This speaks to the work with the Urban Bicycle Food Ministry. Weekly, we prepare and deliver food and essentials to homeless and under-employed.  I am involved with UBFM for a number of reasons. For one, I cannot solve the world’s problems, but I can help a corner of our community. I am becoming aware of the privilege I have, and I realize how close the other side is (and has been).  If I were there, I would pray that there would be UBFM’s being the light of hope for me. 

So this season, we (Bret and I) reflect upon the changes in our lives and connections we have made this past year. We made great changes in our professional careers along with ministries with the wider Church. We still have questions along with costs and challenges, but we look forward with hopeful eyes that we are in a new place as a place we want to share friendship, laughs and some wine. Perhaps, light did shine upon us, and awakened a stronger connection and love between us along with a more optimistic outlook.

We would like to share some light with you.

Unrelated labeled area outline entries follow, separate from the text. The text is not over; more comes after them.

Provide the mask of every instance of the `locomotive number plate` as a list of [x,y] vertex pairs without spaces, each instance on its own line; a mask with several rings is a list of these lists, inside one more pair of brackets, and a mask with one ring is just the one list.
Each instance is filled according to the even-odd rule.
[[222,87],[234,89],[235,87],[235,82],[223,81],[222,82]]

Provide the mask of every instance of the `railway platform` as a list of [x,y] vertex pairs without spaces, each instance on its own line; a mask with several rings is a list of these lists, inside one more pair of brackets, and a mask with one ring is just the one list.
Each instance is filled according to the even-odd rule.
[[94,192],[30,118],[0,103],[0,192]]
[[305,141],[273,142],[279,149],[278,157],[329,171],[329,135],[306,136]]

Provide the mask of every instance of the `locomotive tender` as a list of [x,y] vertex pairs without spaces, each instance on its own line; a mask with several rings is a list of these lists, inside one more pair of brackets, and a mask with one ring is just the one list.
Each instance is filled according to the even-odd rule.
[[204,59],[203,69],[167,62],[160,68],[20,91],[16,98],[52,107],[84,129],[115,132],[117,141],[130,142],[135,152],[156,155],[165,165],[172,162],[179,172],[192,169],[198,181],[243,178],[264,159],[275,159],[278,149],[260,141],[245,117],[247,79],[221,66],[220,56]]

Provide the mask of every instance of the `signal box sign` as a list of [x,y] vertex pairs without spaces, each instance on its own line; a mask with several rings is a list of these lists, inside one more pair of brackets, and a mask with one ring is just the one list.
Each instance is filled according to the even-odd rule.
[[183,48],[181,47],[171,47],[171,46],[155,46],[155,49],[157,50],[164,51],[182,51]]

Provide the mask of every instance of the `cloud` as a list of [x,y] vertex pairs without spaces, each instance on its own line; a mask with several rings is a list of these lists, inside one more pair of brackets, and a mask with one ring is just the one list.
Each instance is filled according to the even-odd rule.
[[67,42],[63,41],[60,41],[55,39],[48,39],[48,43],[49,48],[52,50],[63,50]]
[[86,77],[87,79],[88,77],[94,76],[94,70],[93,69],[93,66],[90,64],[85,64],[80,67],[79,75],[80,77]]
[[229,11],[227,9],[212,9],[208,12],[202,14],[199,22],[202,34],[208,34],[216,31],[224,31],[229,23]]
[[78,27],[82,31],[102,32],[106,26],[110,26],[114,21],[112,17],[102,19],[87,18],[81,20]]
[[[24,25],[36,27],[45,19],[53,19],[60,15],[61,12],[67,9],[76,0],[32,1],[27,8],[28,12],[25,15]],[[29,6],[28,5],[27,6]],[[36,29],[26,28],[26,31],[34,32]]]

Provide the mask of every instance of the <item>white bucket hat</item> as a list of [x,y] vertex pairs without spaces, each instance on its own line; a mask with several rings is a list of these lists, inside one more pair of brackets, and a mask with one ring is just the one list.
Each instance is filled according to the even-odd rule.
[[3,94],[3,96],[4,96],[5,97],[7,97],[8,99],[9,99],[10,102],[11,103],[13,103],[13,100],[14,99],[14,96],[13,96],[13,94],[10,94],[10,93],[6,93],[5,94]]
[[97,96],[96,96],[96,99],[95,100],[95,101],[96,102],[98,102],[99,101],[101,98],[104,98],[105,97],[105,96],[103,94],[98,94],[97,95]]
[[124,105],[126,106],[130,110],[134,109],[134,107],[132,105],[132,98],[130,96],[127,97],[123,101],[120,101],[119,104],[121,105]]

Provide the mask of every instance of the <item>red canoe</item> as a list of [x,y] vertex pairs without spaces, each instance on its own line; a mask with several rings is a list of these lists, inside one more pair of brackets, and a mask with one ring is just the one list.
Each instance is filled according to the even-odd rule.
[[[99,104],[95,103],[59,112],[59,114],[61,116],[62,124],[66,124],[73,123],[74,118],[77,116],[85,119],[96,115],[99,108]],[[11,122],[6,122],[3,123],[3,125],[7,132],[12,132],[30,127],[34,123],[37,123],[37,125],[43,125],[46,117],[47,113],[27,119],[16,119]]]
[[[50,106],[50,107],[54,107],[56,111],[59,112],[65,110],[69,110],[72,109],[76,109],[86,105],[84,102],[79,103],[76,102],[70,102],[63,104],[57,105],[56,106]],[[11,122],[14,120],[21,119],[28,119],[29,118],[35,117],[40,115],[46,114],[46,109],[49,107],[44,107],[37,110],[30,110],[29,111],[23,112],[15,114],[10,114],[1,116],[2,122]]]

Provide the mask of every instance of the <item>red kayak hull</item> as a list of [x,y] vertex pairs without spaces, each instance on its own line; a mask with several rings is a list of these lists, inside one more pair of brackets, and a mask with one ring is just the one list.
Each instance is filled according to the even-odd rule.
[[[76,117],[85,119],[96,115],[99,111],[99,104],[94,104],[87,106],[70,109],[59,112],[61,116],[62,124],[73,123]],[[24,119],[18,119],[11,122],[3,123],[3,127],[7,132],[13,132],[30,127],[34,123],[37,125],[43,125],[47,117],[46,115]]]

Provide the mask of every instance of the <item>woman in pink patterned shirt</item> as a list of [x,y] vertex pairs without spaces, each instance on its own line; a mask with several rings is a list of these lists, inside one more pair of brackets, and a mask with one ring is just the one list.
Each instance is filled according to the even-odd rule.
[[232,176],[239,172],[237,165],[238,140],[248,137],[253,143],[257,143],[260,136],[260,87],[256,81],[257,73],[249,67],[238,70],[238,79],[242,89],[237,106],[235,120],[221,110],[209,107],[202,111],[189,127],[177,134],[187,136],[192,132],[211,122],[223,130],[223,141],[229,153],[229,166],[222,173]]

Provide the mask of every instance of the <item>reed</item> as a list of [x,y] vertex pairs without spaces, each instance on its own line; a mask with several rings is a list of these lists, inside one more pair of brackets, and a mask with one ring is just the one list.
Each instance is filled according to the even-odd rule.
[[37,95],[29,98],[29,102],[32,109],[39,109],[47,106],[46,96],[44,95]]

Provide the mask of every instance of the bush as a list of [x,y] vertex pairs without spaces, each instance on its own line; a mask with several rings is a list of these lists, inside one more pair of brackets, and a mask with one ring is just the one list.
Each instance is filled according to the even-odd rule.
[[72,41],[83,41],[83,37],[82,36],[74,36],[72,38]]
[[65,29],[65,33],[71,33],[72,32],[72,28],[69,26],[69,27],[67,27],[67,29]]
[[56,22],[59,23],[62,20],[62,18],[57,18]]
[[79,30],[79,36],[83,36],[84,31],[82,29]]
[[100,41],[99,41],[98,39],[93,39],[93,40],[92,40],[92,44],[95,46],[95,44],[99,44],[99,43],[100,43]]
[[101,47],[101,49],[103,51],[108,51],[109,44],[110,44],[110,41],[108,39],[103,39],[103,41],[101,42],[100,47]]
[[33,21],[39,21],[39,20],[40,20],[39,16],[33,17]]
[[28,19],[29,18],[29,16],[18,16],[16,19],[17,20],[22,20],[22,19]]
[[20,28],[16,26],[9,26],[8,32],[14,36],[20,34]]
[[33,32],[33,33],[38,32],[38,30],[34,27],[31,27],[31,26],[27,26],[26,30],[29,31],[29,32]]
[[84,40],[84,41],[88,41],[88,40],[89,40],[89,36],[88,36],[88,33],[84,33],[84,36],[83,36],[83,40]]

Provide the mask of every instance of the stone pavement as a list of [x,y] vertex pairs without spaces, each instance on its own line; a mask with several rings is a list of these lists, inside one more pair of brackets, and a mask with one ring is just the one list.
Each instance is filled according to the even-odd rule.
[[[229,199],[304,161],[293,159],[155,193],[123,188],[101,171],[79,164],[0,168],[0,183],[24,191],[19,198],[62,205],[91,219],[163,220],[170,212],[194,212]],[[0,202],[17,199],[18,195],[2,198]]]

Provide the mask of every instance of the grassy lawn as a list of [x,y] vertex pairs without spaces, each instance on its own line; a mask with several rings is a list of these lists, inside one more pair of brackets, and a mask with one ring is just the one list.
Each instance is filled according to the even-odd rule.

So Hello to you and how are you? Let the grace of the season be real and be yours. Go ahead, ask questions, make room for forgiveness in your hearts, and find your light. Then maybe you might be able to find a gift of hope, peace, joy and love - despite any tumult of our lives, especially as we look forward to another year.

Oh Child of our Creator, may the peace and hope of this season be with you all this season and the coming year!